The proposed payment works out at about €2.56 per hour for a 39-hour work week.
At the conference Donnelly confirmed that a wider review into supports for supernumerary clinical placements for student nurses and midwives would be undertaken and would examine pay for final-year interns and travel and accommodation allowances for supernumerary clinical placements.
The review, he said, has recently started and recommendations from the report will be finished by June 30th.
The proposal of the pandemic placement grant was met with disappointment by student representatives in the INMO when it was announced.
Speaking to The University Times when the Collins report recommendations were announced, Ciarán Mac an tSaoir, a student representative in the INMO, said the proposal was “very frustrating”.
“Given the scope of the issue and how big of a political issue it was, it’s really, really insignificant.”
In a press statement following the announcement of the report’s recommendations, INMO general secretary Phil Ní Sheaghdha said that student nurses and midwives “engaged in this process in good faith and are deeply disappointed in this report”.
“The COVID situation has deteriorated rapidly”, she said. “This report is already obsolete and no longer reflects the risk or work that students will be taking on in the coming weeks.”
“It’s time for the Minister to do the right thing. He should pay students the healthcare assistant rate of pay – something which was done earlier in the pandemic.”
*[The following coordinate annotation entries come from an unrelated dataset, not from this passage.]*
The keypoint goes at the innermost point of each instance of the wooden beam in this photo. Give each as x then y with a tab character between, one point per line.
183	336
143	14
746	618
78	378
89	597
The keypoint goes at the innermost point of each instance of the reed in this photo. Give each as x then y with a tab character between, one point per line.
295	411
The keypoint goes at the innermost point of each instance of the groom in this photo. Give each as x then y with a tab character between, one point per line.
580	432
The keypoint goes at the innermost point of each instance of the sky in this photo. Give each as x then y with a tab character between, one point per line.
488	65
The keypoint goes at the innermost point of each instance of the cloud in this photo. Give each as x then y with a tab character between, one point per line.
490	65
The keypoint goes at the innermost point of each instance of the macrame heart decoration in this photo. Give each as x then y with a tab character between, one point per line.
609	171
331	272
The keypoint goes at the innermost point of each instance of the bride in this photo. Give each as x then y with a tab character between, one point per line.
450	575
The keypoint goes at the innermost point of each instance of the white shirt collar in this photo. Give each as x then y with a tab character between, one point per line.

The review envisages that approximately 4,500 students would be eligible for the grant and would retain any allowances they were already entitled to for costs such as transport.
Some 4,000 student nurses and midwives have worked on the frontline of the health service during the pandemic.
Last year, the INMO launched a petition calling on Donnelly to pay nursing interns the same rate as healthcare assistants.
Final-year nursing students are required to complete an internship before finishing their degree. Interns are currently paid the minimum wage. Over the summer, however, the government increased last year’s interns’ wages to €14.28 per hour, the same rate as healthcare assistants.
The petition also called on the government to “increase and expand” the clinical placement allowance for other students, and to provide “full health and safety protection” to students, including payment if they contract coronavirus and have to go on leave.